Read on for more details about which sleep position will have you feeling your best the next day.
Is back sleeping best for you?
Back sleeping is beneficial for those who suffer from hip or knee pain, arthritis, bursitis, or fibromyalgia, or experience a stuffy nose or congested sinuses when they lie down. Certified sleep science coach Bill Fish told Healthline that sleeping on your back helps keep the spine aligned, takes pressure off the shoulder and jaw, and reduces tension headaches. So if you have pain from injuries or chronic conditions, sleeping on your back may help alleviate it.
To make the position more effective, and train yourself to sleep on your back, slide a wedge pillow under your knees to put the spine in a neutral position; keep your legs hip-width apart and arms out to the sides to evenly distribute your weight on all joints; and consider placing pillows on each side to maintain the position. For a stuffy nose, prop your head up with an extra pillow (per Healthline), but avoid having your chin tilted toward the chest.

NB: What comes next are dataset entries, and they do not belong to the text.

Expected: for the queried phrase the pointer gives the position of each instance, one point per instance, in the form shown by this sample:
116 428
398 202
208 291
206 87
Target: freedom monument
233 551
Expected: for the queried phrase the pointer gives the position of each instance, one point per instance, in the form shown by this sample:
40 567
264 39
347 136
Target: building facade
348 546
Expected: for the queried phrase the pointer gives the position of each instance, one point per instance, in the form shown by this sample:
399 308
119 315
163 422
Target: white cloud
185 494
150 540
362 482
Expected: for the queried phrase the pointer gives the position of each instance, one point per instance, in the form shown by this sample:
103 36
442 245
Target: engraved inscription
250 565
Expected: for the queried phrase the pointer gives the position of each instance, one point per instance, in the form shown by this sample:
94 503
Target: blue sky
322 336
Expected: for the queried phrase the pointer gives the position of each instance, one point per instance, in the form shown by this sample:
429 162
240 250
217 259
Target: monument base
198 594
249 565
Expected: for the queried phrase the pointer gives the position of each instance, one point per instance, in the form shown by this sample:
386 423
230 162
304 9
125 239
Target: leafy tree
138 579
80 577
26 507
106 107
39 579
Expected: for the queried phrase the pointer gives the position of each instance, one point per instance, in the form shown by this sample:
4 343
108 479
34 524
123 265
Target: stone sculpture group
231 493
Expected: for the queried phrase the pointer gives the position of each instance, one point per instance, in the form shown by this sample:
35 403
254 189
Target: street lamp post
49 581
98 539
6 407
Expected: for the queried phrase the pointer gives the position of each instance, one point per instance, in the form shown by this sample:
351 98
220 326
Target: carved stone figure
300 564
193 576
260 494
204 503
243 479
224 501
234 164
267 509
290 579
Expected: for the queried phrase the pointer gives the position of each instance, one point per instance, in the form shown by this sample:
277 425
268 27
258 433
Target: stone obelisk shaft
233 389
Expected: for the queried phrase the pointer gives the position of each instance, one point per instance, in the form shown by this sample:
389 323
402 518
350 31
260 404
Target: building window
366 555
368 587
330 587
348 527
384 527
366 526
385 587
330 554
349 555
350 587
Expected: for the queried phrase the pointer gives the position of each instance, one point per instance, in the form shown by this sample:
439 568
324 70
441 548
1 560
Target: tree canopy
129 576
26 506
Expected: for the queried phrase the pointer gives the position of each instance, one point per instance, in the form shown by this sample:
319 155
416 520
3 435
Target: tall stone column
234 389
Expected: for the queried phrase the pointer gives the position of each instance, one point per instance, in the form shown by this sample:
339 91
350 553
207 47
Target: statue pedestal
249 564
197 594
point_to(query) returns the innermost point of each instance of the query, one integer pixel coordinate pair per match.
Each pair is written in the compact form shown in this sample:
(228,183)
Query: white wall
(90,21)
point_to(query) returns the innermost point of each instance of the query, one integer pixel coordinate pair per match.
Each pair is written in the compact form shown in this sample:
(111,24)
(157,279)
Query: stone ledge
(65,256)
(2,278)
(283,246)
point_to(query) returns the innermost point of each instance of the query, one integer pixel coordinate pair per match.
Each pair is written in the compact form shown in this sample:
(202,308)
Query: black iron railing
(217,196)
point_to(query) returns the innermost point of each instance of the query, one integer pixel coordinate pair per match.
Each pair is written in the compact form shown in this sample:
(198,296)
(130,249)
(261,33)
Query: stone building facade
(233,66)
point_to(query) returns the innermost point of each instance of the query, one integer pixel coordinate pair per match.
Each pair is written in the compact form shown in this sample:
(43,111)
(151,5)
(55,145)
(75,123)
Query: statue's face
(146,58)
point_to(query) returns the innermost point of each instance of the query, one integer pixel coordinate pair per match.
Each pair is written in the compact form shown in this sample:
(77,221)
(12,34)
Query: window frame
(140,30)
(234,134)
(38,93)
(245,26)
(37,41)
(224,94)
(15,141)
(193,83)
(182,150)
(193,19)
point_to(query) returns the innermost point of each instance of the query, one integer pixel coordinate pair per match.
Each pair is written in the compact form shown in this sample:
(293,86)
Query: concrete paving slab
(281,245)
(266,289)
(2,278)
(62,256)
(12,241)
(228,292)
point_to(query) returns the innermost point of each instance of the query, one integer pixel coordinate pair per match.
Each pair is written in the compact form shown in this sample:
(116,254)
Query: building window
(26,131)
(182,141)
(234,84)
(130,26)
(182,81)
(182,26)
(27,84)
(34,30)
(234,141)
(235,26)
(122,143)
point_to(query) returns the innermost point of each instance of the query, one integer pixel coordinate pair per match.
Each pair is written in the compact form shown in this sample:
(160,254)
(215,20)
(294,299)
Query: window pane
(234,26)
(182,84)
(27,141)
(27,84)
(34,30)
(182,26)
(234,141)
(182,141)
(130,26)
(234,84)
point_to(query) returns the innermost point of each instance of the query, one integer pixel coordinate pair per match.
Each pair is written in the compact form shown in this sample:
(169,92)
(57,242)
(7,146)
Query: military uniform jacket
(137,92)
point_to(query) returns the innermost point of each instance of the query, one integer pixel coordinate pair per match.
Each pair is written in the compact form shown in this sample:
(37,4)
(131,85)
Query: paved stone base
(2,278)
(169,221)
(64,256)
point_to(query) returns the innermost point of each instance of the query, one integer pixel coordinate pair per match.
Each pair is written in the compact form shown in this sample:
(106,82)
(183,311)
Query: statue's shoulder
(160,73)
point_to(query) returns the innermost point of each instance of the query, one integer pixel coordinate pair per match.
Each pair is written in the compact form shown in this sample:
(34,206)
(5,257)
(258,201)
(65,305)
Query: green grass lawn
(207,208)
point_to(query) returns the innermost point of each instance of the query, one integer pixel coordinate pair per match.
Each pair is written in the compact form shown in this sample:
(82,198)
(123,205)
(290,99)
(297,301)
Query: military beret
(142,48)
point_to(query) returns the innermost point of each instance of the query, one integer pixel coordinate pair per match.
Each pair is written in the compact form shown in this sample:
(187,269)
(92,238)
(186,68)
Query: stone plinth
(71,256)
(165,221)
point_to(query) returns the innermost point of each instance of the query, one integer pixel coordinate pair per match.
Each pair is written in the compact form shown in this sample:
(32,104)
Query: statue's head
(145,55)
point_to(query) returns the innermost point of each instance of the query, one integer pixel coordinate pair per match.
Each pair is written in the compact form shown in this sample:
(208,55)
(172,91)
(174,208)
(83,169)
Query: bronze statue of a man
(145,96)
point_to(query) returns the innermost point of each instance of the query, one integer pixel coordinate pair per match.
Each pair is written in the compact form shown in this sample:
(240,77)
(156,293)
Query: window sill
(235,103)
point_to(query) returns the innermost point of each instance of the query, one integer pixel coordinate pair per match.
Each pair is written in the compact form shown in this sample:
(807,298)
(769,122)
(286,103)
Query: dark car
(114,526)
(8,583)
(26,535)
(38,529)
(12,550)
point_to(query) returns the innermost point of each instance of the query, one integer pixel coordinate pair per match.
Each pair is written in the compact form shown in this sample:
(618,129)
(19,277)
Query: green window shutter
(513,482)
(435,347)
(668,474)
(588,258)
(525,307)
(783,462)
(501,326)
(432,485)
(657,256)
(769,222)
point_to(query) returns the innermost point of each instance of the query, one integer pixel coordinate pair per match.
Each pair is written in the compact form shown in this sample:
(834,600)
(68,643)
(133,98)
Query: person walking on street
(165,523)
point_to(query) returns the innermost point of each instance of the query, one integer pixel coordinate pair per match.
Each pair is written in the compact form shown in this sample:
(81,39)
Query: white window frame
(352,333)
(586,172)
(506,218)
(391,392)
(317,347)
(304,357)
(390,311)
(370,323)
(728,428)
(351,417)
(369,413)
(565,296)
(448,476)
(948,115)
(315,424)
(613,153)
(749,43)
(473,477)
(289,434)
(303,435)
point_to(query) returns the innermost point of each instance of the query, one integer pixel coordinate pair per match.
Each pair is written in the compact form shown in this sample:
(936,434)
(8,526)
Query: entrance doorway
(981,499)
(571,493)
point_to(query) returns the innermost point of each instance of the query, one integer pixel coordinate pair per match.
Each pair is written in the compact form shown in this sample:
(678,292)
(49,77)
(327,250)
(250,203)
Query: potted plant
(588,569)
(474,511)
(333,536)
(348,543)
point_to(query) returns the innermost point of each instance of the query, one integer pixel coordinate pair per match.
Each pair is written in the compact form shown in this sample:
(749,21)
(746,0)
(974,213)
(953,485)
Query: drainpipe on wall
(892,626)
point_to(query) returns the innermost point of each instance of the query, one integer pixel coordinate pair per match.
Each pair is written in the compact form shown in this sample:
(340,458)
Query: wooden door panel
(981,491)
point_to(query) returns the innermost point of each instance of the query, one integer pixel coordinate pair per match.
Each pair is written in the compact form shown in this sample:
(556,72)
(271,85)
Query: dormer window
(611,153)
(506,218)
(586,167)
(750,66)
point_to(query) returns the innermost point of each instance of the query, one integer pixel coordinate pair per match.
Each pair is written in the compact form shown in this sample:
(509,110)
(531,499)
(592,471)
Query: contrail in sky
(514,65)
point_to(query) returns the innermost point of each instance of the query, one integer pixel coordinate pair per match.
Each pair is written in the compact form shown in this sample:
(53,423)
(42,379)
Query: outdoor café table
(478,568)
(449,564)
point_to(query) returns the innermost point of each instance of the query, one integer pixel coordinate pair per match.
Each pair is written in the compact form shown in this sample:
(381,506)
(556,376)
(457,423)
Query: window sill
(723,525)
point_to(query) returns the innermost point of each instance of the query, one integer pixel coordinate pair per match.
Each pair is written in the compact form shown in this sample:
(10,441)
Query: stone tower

If you snore or suffer from sleep apnea, back sleeping is not for you. It allows the base of your tongue and soft palette to collapse to the back of your throat (per WebMD). If you’re intent on back-sleeping though, you can try to raise your head to reduce the chances of your breathing being affected, but achieving the right height is difficult without your head being vertical, according to CNET. It’s best to switch to side sleeping.
Bonus: There’s a beauty advantage to sleeping on your back. It protects your face from developing wrinkles caused by a pillow or gravity. Nice!
Should you sleep snug as a bug on your belly?
The short answer is no. Sleeping belly-down is not advised for several reasons. Fish explained to Healthline that most of the body’s weight is in the center. And when you’re lying belly-down, that weight pushes into the mattress and causes strain to the spine in the wrong direction, which can lead to back and neck pain. Sleeping on your stomach also puts strain on muscles and joints, causing soreness and fatigue the next day (per Healthline). What’s more, being in that position puts pressure on the respiratory system by requiring more effort to elevate the body against gravity in order to breathe (per Nature and Science of Sleep) and increases heart rate, neither of which helps you get a good night’s sleep (per Mic).
The only possible benefit to sleeping belly-down is that it helps the airways stay open and reduces snoring (per Johns Hopkins Medicine), but that is also accomplished by sleeping on your side, without the added negative effects to your body.
If you’re absolutely insistent on sleeping on your stomach, use a very thin pillow under your head, or no pillow at all, to avoid stress on your neck. You may also want to place a pillow under your hips to reduce the possibility of developing lower back pain. And pay attention to your limb position: Don’t bend a leg out to the side, which can hurt your back, or tuck your arms beneath your head or pillow, which can cause numbness and tingling.
Is sleeping on your side wise?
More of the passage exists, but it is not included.